Des trois livres d'Ananda Devi que j'ai lus pour le moment, Soupir est mon préféré. En 2006, j'étais tombé par hasard sur un de ses romans (Le voile de Draupadi) en faisant des recherches bibliographiques sur le Mahabharata ; j'avais continué ensuite avec Indian Tango ; deux romans étourdissant aussi bien par la richesse des images recherchées qu'ils contiennent que par la faculté de l'auteure à déstabiliser le lecteur au premier abord. Par exemple, comment ne pas être troublé par l'incipit d'Indian Tango :

Avril 2004

L'agenouillement a lieu dès leurs premiers pas dans la maison.

Aucun préambule. À peine un instant d'hésitation, de flottement, avant le geste et la déroute qui s'ensuit ; le raz de marée de soie effondrée.

Nonobstant le voile d'exigences et d'efforts que peuvent revêtir ses romans pour le lecteur, j'apprécie cette auteure et je compte bien continuer à lire ses livres (plutôt nombreux, voir son site pour la liste).

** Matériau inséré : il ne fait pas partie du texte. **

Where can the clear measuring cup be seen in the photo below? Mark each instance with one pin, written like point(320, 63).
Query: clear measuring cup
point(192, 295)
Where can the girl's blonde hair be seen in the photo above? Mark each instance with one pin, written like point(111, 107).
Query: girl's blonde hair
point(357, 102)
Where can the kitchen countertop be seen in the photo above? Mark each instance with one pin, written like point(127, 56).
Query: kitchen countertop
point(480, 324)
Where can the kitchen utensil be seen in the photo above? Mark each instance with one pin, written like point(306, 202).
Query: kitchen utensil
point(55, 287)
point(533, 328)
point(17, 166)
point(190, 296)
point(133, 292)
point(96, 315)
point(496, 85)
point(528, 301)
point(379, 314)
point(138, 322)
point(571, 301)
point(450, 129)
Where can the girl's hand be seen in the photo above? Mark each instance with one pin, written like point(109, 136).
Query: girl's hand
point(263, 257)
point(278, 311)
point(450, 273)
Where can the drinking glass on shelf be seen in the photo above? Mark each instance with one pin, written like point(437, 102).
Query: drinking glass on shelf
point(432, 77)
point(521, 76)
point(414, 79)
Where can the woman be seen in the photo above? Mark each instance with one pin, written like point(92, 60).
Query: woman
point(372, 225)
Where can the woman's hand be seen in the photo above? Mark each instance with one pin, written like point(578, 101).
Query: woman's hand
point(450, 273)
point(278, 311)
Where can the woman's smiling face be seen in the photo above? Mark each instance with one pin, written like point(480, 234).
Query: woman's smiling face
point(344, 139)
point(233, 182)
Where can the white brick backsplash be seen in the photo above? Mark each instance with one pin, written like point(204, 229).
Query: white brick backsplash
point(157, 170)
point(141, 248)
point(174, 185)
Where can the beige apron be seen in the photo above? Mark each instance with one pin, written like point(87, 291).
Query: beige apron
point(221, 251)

Dans ce roman, Ananda Devi nous fait explorer, par couches successives, les brisures de ses personnages et des lieux. Handicap, violence, prostitution, esclavage. Le narrateur principal, Patrice l'Éclairé nous raconte le désespoir de ses voisins d'infortune, sous une forme qui ressemble à un cauchemar en moult tableaux. Dotés de divers niveaux d'incarnation, plusieurs spectres font d'ailleurs des apparitions. La noirceur de ce séjour est aussi accentuée par l'utilisation de quelques rugueuses expressions créoles.

On pourrait reprocher à cet ouvrage d'être confus — j'ai parlé de cauchemar — dans la mesure où de nombreux éléments du tableau général sont cachés ou flous ; on ne sait pas très bien quels sont les âges des personnages, ni quelle est la réalité des liens qui les unissent ou non (le roman comporte plusieurs cas de filiations plus ou moins fantasmées). Au contraire, je trouve que cela permet de créer une atmosphère très particulière autour du lieu-dit Soupir et illustre l'égarement dans lequel les personnages se sont perdus. Ce procédé littéraire ne plaira sans doute pas à tout le monde, mais il y a là une recherche évidente d'une manière originale de raconter une histoire !

L'extrait qui suit évoque un personnage qui restera particulièrement mystérieux. Royal Palm, ainsi appelé parce qu'il avait été jeté à la naissance dans une poubelle, enveloppé dans une serviette d'un hôtel de ce nom, semble faire partie du décor. Plus ou moins adopté par la terre de Rodrigues, il se tient à l'écart de la civilisation.

Du même auteur : voir la bibliographie d'Ananda Devi.

Joël

Extrait :

Cette fois, la mère n'est pas là et il peut en toute tranquilité prendre des photos des petits, échevelés, le bec presque aussi grand que le corps, et toute leur hargne d'adultes déjà contenue dans leur cri. [...]

Les photos prises, il s'apprête à remonter. Mais un regard en arrière, sur la mer qu'il surplombe, l'arrête. C'est un de ces moments du jour où la rive se confond avec l'océan, et l'espace élastique et discontinu devient étal comme une paume. Il n'y a plus d'île. Il n'y a plus qu'un lieu argent sans ciel ni terre, où l'âme s'élargit et se démesure. Royal Palm ne sait plus ce qu'il fait là ni qui il est. Il a l'impression que son cœur va se briser. Il ne comprend pas que c'est la beauté qui l'assaille tout à coup. Que c'est le cœur de l'île qui se met à battre en lui et lui semble insupportable. Le soleil invisible creuse un trou dans toute cette blancheur. Il pourrait s'y fondre, s'envoler soudain et se laisser absorber par le vide et malgré tout il serait lui, l'enfant crépusculaire et solitaire que personne ne connaît. L'enfant qui pourrait étendre ses ailes et pousser un grand cri de triomphe en s'élançant au-dessus de l'abîme, mais qui ne le fait pas encore, parce qu'un jour un oiseau au regard droit lui a fait don de vie et lui a intimé l'ordre de continuer, pour quelque temps encore.

Il comprend alors que le rapace ne l'avait pas tué parce que, une fois de plus, le sursis s'était prolongé. Quand le moment viendrait, il s'y livrerait avec grâce.

Ses mains ni ses jambes ne tremblent plus, alors qu'il remonte sans hésiter vers le sommet.